Researchers from Carnegie Mellon University that took an all-terrain vehicle (ATV) through an off-road course to gather data believe the process could be used to develop similar self-driving vehicles.
The terrains on the course included mud, tall grass and loose gravel. The ATV reached speeds of up to 30mph (48.2km/h).
The device gathered data while turning, moving up and down hills and encountering the aforementioned environmental factors. It recorded video, wheel speed and suspension shock travel using the machine’s seven types of sensor.
According to the research team, this dataset, called TartanDrive, covers roughly 200,000 of these interactions and could be the biggest real-world, off-road driving dataset of this type.
The five hours of data, they suggest, could be useful for the programming and training of self-driving ATVs.
“Unlike autonomous street driving, off-road driving is more challenging because you have to understand the dynamics of the terrain in order to drive safely and to drive faster,” said Wenshan Wang, a project scientist at the Robotics Institute.
“We were forcing the human to go through the same control interface as the robot would.

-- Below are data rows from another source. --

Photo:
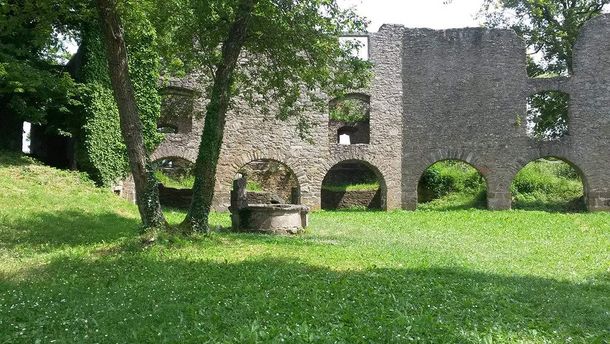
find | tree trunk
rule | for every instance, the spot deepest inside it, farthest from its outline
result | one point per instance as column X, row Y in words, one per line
column 215, row 119
column 147, row 192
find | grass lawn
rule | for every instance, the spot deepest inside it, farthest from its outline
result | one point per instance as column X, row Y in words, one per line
column 72, row 270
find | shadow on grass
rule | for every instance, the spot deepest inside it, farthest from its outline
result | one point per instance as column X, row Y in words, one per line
column 456, row 202
column 8, row 158
column 571, row 206
column 67, row 228
column 132, row 297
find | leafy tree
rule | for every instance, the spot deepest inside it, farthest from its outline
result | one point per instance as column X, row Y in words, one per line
column 33, row 85
column 550, row 29
column 147, row 193
column 279, row 55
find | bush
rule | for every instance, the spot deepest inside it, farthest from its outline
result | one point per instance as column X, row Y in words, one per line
column 548, row 185
column 447, row 177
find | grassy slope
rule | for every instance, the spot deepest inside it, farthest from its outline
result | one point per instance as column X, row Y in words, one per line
column 71, row 270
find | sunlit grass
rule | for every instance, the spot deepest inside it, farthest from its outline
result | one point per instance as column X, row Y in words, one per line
column 72, row 270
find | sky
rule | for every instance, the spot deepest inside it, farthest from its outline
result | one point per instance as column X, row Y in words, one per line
column 433, row 14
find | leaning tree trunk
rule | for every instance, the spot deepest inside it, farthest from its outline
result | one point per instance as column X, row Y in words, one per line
column 147, row 192
column 215, row 119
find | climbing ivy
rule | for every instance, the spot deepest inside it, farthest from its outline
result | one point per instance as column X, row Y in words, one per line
column 101, row 150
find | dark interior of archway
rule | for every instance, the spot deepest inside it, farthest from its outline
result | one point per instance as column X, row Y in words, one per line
column 270, row 182
column 550, row 185
column 547, row 115
column 175, row 176
column 451, row 185
column 351, row 185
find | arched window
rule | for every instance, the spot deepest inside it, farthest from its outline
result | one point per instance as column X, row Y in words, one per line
column 547, row 115
column 451, row 184
column 353, row 184
column 167, row 129
column 175, row 177
column 549, row 184
column 349, row 119
column 270, row 182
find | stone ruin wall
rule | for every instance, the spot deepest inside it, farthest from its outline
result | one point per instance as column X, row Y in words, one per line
column 435, row 95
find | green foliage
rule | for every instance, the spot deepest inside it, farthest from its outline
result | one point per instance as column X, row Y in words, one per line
column 550, row 28
column 548, row 185
column 73, row 270
column 293, row 50
column 34, row 86
column 181, row 182
column 351, row 187
column 253, row 186
column 103, row 152
column 549, row 113
column 447, row 177
column 350, row 110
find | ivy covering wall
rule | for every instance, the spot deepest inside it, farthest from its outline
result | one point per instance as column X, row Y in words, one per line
column 101, row 151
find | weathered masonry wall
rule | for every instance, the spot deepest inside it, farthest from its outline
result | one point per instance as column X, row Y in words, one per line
column 436, row 95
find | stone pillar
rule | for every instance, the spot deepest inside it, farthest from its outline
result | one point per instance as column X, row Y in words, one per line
column 239, row 201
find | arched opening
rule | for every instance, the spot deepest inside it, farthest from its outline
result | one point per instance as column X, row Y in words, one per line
column 270, row 182
column 547, row 115
column 549, row 184
column 349, row 119
column 175, row 177
column 451, row 185
column 167, row 129
column 353, row 185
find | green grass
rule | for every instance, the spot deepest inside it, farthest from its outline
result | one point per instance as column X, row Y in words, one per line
column 545, row 185
column 72, row 271
column 548, row 185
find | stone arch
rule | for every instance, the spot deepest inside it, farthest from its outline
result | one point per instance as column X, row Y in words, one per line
column 228, row 169
column 356, row 159
column 521, row 163
column 166, row 151
column 466, row 156
column 292, row 198
column 353, row 95
column 496, row 194
column 556, row 103
column 484, row 172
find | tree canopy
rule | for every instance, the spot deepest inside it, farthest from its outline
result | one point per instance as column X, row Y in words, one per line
column 550, row 29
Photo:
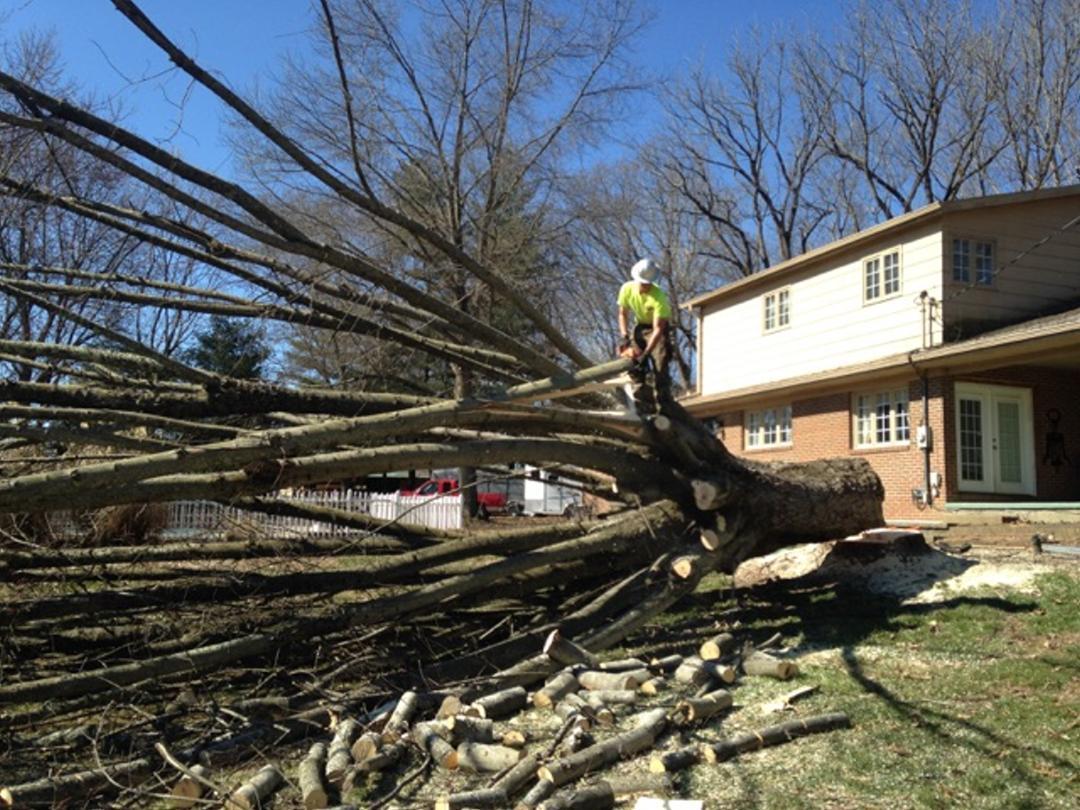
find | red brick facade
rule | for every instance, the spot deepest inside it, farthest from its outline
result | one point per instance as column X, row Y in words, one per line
column 822, row 428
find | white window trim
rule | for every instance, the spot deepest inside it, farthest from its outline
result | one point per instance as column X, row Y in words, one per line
column 765, row 307
column 972, row 281
column 874, row 393
column 773, row 445
column 880, row 257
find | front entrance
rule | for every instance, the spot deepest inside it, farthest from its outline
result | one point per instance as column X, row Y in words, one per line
column 995, row 440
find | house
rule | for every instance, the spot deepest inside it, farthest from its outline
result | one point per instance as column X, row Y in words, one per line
column 943, row 346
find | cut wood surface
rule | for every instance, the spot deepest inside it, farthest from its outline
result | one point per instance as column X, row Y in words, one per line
column 647, row 727
column 779, row 734
column 597, row 796
column 254, row 793
column 309, row 778
column 188, row 788
column 761, row 663
column 502, row 703
column 487, row 758
column 562, row 649
column 717, row 647
column 489, row 797
column 562, row 684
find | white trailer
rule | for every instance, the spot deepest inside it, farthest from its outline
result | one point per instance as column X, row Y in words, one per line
column 545, row 495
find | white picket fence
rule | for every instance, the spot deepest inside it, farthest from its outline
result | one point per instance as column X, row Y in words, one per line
column 207, row 518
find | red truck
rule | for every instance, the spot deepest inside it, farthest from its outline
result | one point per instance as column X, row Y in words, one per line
column 489, row 502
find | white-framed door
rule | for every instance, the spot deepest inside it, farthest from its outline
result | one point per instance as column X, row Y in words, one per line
column 995, row 439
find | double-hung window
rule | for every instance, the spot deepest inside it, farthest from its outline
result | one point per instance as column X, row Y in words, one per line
column 881, row 275
column 778, row 310
column 973, row 258
column 769, row 428
column 881, row 418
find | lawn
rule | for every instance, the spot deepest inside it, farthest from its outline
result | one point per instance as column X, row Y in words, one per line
column 969, row 702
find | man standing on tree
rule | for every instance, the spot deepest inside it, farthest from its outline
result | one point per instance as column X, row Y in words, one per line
column 650, row 341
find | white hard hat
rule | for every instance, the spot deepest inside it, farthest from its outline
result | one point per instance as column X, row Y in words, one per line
column 646, row 271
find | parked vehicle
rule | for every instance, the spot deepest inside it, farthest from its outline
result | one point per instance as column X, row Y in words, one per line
column 489, row 501
column 545, row 495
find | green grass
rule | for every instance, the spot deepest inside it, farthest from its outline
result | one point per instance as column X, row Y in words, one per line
column 972, row 702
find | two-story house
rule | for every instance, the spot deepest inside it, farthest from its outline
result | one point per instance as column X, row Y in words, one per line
column 943, row 346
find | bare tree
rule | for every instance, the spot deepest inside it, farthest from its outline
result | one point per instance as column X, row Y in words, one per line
column 1036, row 81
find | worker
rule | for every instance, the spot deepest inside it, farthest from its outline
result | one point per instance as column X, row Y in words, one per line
column 649, row 343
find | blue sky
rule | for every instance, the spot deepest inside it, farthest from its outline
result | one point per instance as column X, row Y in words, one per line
column 244, row 40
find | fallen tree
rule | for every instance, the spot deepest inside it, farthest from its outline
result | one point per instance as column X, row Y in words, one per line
column 682, row 504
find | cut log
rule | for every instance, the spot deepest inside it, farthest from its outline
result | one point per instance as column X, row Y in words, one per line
column 387, row 757
column 613, row 697
column 56, row 791
column 696, row 672
column 596, row 796
column 635, row 784
column 470, row 729
column 564, row 683
column 773, row 736
column 563, row 650
column 652, row 686
column 623, row 664
column 486, row 798
column 578, row 714
column 254, row 793
column 696, row 710
column 717, row 647
column 761, row 663
column 502, row 703
column 366, row 746
column 442, row 753
column 513, row 739
column 577, row 740
column 485, row 758
column 309, row 778
column 188, row 790
column 451, row 704
column 339, row 752
column 538, row 793
column 647, row 727
column 521, row 774
column 675, row 760
column 400, row 718
column 593, row 679
column 665, row 664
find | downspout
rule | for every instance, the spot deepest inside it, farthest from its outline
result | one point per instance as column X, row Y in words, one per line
column 926, row 306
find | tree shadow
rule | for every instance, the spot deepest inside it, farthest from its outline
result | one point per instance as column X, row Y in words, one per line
column 983, row 740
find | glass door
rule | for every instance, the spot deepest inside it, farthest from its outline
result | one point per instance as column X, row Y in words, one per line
column 995, row 440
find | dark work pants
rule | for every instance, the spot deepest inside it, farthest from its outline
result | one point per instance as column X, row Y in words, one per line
column 650, row 379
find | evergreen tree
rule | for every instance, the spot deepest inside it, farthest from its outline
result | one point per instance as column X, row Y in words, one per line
column 230, row 347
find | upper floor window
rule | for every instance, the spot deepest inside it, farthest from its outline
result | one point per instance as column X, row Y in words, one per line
column 778, row 310
column 881, row 275
column 972, row 259
column 769, row 428
column 881, row 418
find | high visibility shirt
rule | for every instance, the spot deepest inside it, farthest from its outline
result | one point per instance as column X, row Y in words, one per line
column 647, row 307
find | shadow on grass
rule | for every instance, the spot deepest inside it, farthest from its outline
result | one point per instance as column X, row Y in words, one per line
column 985, row 741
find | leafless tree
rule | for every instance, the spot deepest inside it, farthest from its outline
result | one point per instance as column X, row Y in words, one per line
column 744, row 151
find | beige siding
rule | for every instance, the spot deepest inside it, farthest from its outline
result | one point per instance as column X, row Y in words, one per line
column 1043, row 281
column 831, row 326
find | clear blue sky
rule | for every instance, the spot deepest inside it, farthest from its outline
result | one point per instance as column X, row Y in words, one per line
column 243, row 40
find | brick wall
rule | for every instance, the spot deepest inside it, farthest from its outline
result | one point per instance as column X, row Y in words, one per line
column 821, row 428
column 1051, row 389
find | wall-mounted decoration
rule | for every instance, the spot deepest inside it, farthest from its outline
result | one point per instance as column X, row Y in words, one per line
column 1055, row 455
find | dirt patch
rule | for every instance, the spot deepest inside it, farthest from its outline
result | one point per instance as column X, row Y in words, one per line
column 903, row 566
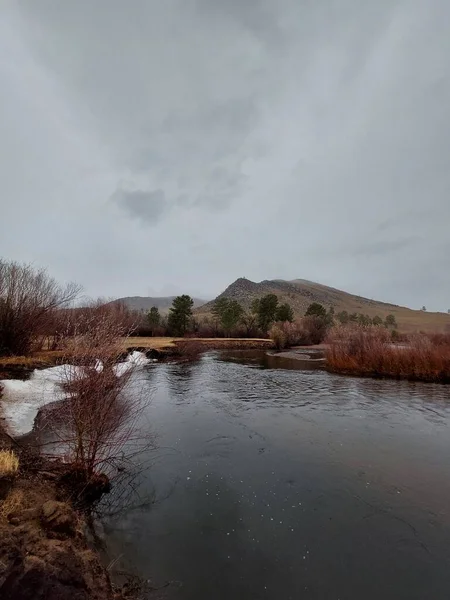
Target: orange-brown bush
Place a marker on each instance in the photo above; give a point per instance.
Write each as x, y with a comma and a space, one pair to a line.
370, 351
29, 299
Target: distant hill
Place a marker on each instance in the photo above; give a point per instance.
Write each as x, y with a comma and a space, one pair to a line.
144, 303
300, 293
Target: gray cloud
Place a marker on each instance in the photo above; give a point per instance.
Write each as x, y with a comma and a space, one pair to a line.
268, 139
144, 205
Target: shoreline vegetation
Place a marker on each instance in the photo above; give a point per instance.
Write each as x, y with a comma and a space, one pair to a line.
47, 502
371, 352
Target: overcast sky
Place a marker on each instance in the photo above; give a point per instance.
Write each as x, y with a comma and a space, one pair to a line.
154, 147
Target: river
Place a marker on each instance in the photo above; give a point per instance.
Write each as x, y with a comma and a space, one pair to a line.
287, 484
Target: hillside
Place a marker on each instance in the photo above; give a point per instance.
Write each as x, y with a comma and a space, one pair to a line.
300, 293
144, 303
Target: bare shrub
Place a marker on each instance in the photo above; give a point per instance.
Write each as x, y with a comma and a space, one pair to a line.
29, 298
69, 323
315, 329
370, 351
95, 425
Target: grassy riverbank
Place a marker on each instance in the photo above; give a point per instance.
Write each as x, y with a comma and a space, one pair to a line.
44, 549
11, 366
370, 352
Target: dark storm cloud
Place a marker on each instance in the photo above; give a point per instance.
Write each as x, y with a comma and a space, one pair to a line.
284, 139
140, 204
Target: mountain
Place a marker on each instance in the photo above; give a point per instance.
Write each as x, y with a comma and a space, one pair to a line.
300, 293
144, 303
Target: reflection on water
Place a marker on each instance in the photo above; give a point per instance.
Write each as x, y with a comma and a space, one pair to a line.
279, 484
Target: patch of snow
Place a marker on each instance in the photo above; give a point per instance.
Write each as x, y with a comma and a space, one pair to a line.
22, 400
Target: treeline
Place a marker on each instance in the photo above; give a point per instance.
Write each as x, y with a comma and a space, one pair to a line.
37, 312
228, 318
265, 317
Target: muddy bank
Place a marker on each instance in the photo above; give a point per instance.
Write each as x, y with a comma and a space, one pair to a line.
44, 552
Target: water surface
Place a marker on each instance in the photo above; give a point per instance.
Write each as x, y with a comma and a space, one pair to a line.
287, 484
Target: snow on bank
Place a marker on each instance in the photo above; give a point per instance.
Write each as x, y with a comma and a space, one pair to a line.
22, 400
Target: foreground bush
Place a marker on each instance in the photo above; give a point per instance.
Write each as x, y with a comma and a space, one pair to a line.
370, 351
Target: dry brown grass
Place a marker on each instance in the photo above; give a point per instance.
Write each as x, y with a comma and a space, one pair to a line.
159, 343
300, 294
369, 351
13, 502
9, 463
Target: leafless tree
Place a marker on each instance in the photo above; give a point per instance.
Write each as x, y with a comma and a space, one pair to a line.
29, 298
95, 423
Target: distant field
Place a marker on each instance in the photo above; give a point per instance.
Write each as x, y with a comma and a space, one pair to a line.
159, 343
300, 293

“In that way, the actions the human takes can be used directly as input for how the robot should act.”
Previous off-road research has often involved annotated maps that provide labels such as mud, grass, vegetation or water to help the robot understand the terrain.
However, according to researchers, a drawback of this approach is that this kind of information often isn’t available and can be unreliable when present.
The label of mud, for example, does not provide details about the area’s suitability for driving.
This motivated the team to pursue a robot that could understand dynamics and reason on its own about the physical world.
The research team found that the multimodal sensor data they gathered for TartanDrive enabled them to build improved prediction models.
Driving aggressively helped this by forcing the ATV to understand the dynamics of its surroundings.
The ATV was driven by the team, though they used a drive-by-wire system to manage steering and speed.